Day 13: Eval Tier 1 smoke tests

# Don't regress base
evalplus.evaluate --model axentx/surrogate-1-coder-7b-v2-agent --dataset humaneval --backend vllm --greedy
# Target ≥84%
evalplus.evaluate --model axentx/surrogate-1-coder-7b-v2-agent --dataset mbpp --backend vllm --greedy
# Target ≥75%

# Primary metric
python -m lcb_runner.runner.main --model axentx/... --release_version release_v6
# Target ≥42%

# Tool use
gorilla-cli bfcl --model axentx/... --test-category all --backend vllm
# Target overall ≥70

# Long context
ruler eval --model axentx/... --max-len 32768 --tasks all
# Target ≥90

Day 14: Iterate or proceed

If smoke tests pass → proceed to Stage 2 (Day 15)
If regression → diagnose (data quality? hyperparam? overtraining?)

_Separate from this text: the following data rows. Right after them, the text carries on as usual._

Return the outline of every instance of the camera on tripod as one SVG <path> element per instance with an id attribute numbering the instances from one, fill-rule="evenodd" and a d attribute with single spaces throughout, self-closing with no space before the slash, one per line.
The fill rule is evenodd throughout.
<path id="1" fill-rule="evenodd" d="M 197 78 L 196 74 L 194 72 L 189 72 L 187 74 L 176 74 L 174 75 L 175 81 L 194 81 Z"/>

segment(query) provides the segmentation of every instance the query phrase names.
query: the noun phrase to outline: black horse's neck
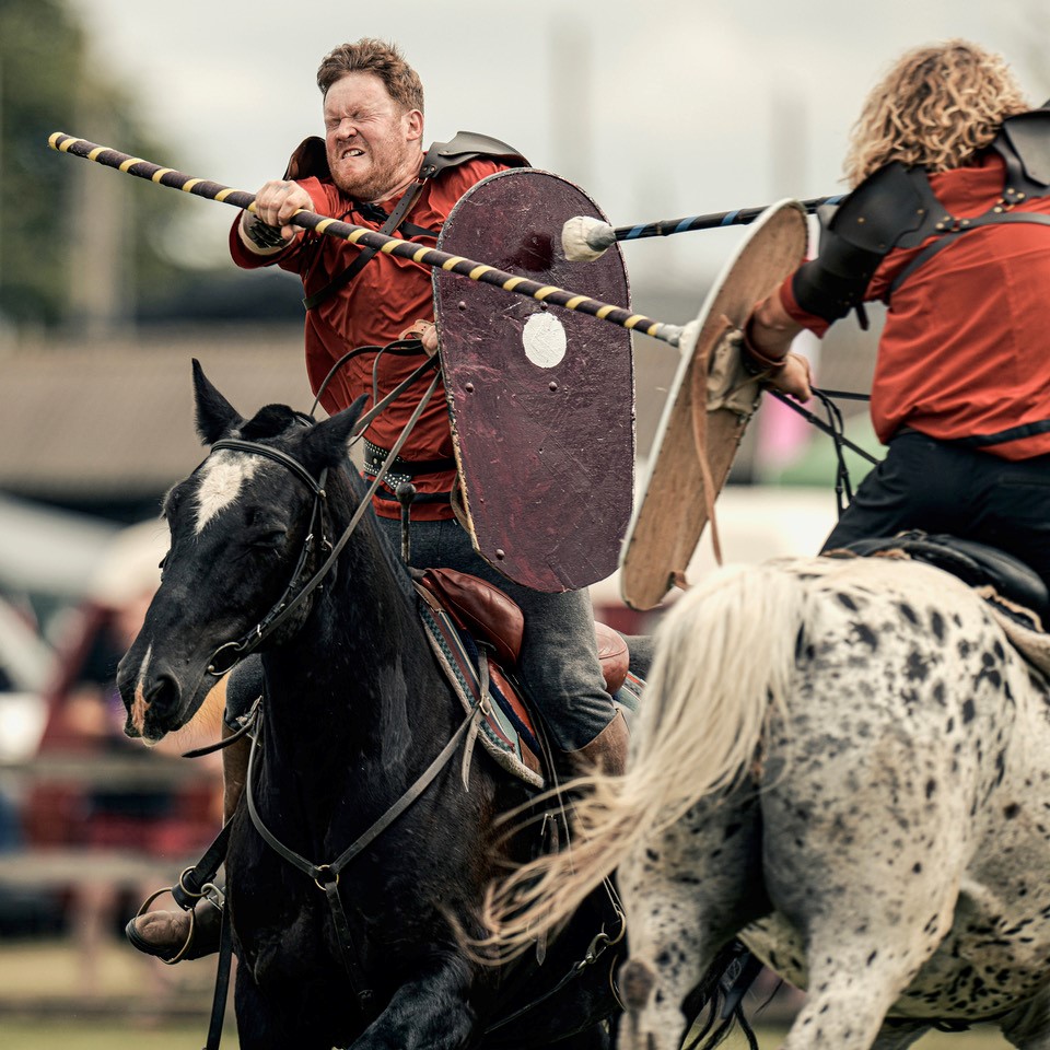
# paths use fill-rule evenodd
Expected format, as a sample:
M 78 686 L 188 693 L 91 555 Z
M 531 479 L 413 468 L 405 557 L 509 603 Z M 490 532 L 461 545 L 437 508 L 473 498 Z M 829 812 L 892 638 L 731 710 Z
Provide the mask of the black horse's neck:
M 334 472 L 328 537 L 337 542 L 363 492 Z M 407 570 L 371 521 L 358 524 L 303 627 L 264 655 L 268 750 L 300 782 L 336 785 L 360 763 L 408 775 L 415 740 L 447 735 L 452 709 Z

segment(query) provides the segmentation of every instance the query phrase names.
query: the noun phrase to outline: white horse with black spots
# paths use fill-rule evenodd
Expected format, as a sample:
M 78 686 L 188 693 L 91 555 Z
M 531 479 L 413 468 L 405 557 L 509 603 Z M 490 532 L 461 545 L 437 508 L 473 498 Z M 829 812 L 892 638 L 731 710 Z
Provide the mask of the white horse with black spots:
M 576 822 L 490 921 L 520 947 L 616 870 L 621 1047 L 675 1050 L 733 937 L 808 992 L 786 1050 L 897 1050 L 938 1022 L 1050 1047 L 1050 688 L 938 569 L 792 559 L 690 591 L 627 774 Z

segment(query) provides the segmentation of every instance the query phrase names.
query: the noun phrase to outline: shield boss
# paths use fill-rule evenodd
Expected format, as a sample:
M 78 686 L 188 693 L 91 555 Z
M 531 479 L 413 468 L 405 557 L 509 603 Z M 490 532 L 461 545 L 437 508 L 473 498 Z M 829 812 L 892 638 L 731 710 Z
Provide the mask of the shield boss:
M 438 241 L 582 295 L 630 305 L 622 255 L 561 252 L 568 219 L 607 221 L 579 187 L 547 172 L 500 172 L 458 201 Z M 452 433 L 474 546 L 537 591 L 610 575 L 631 516 L 631 334 L 607 322 L 435 270 L 434 311 Z

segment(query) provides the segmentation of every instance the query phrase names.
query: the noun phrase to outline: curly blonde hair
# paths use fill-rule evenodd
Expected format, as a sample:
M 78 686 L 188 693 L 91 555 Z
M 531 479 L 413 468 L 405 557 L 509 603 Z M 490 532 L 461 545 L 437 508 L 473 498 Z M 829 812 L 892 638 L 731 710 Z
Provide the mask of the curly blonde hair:
M 868 94 L 850 136 L 847 182 L 856 186 L 890 161 L 961 167 L 1006 117 L 1030 108 L 1001 56 L 960 39 L 917 47 Z

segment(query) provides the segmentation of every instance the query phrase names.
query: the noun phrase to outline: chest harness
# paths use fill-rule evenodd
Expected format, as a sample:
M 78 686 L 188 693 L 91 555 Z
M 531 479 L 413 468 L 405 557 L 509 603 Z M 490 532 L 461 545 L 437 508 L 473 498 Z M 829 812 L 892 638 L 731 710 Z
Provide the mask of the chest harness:
M 887 301 L 921 266 L 975 230 L 1001 223 L 1050 225 L 1050 215 L 1015 212 L 1026 200 L 1050 196 L 1050 108 L 1003 121 L 988 147 L 1002 156 L 1006 176 L 999 199 L 981 215 L 948 213 L 923 167 L 894 161 L 870 175 L 837 208 L 820 209 L 820 253 L 796 272 L 792 290 L 807 313 L 833 322 L 859 308 L 872 277 L 894 248 L 933 237 L 894 279 Z
M 1024 201 L 1050 197 L 1050 108 L 1004 120 L 988 149 L 1003 159 L 1005 178 L 999 198 L 980 215 L 950 214 L 934 195 L 925 168 L 899 161 L 870 175 L 838 208 L 821 209 L 819 255 L 804 264 L 792 282 L 798 305 L 828 322 L 856 310 L 866 328 L 864 295 L 894 248 L 924 245 L 894 278 L 887 303 L 918 269 L 968 233 L 1004 223 L 1050 226 L 1050 214 L 1013 210 Z M 985 448 L 1047 431 L 1050 420 L 1039 420 L 955 443 Z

Week 3 — Stage 2 + 2.5 DPO

Day 15-16: Build exec-graded preference data

# For 5K hard prompts from training set:
# - Sample 4 completions each from agent model @ temp=1.0
# - Run pytest, hadolint, tflint, semgrep, prowler
# - Pairs = (highest-validator-score, lowest-validator-score)
# Output: 20K-50K pairs to axentx/surrogate-1-v2-dpo-codeexec

Day 17: Stage 2 — Code DPO

# /tmp/v2-stage2.yaml
base_model: axentx/surrogate-1-coder-7b-v2-agent
adapter: lora    # continue

rl: dpo
rl_beta: 0.1
dpo_loss_type: focused           # 2502.11475
dpo_label_smoothing: 0.0

datasets:
  - path: Vezora/Code-Preference-Pairs
    type: dpo
  - path: argilla/distilabel-capybara-dpo-7k-binarized
    type: dpo
  - path: axentx/surrogate-1-v2-dpo-codeexec
    type: dpo

learning_rate: 5e-6
lr_scheduler: constant
num_epochs: 1
hub_model_id: axentx/surrogate-1-coder-7b-v2-dpo

ETA: ~5 hr → push dpo

Day 18: Stage 2.5 — Tool DPO

# /tmp/v2-stage25.yaml
base_model: axentx/surrogate-1-coder-7b-v2-dpo
rl: dpo

datasets:
  - path: nvidia/When2Call/train_pref  # refusal vs forced-tool-use
    type: dpo

learning_rate: 5e-6
num_epochs: 1
hub_model_id: axentx/surrogate-1-coder-7b-v2-mvp     # final MVP push

ETA: ~3 hr → final push

Day 19-21: Full Tier-1 + Tier-2 evals

# Tier 1 (every checkpoint)
- EvalPlus HumanEval+ + MBPP+
- LiveCodeBench v6
- BFCL v3
- RULER 32K + 128K

# Tier 2 (monthly)
- SWE-Bench Lite
- Custom DevSecOps eval (Dockerfile/K8s/TF/Bash/CVE × 280 tasks)
- GAIA Level 1
- 100-sample no-leak spot check

Week 4 — Iterate or Phase B

Day 22-28: Triage + decide

If targets hit (LCB ≥42% + SWE-Bench Lite ≥25% + BFCL ≥70 + no leaks):

Tag axentx/surrogate-1-coder-7b-v2-mvp as official MVP
Update outcome.md + knowledge_index.md
Plan Phase B (cluster expertise) — start Week 5

If targets miss:

Identify weakest area (data quality? hyperparam? not enough epochs?)
Re-train specific stage with adjustment
Don't blast all stages — pinpoint fix

Phase A Total Resource Estimate

Item	Cost	Free?
H200 compute ~50-60 hr	$0-200	Lightning quota
Synth orchestrator (Claude API)	$200	no
Wasabi storage	$6/mo	no
HF PRO	$9/mo	no
Total cash	~$400 + $15/mo

Risk Register

Risk	Probability	Mitigation
Free Lightning quota runs out mid-training	Med	RunPod spot H100 backup ~$2/hr
HF API rate limit during data load	Med	Use Wasabi mirror; HF PRO 20× helps
LCB v6 doesn't improve	Med	Re-curate data; check for over-training
Multi-agent SFT destabilizes prior capabilities	Low-Med	Eval gate; rollback if regression >5%
Synth orchestrator data quality poor	Med	Sample inspect 50 traces; require dual-validator (Opus + Sonnet)
Tool-use trains but BFCL low	Med	Verify Hermes XML format roundtrip; check chat_template
Sanitizer over-filters	Low	Stats from first 100K rows; tune patterns

Success Definition (Phase A done)

axentx/surrogate-1-coder-7b-v2-mvp pushed to HF Hub
HumanEval+ ≥84%, MBPP+ ≥75% (no regression)
LiveCodeBench v6 ≥42% (primary)
SWE-Bench Lite ≥25% (primary)
BFCL v3 overall ≥70 (primary)
RULER @ 32K ≥90
No data leakage in 100 random inference samples
outcome.md + knowledge_index.md updated

Then → Phase B (cluster expertise) starts Week 5.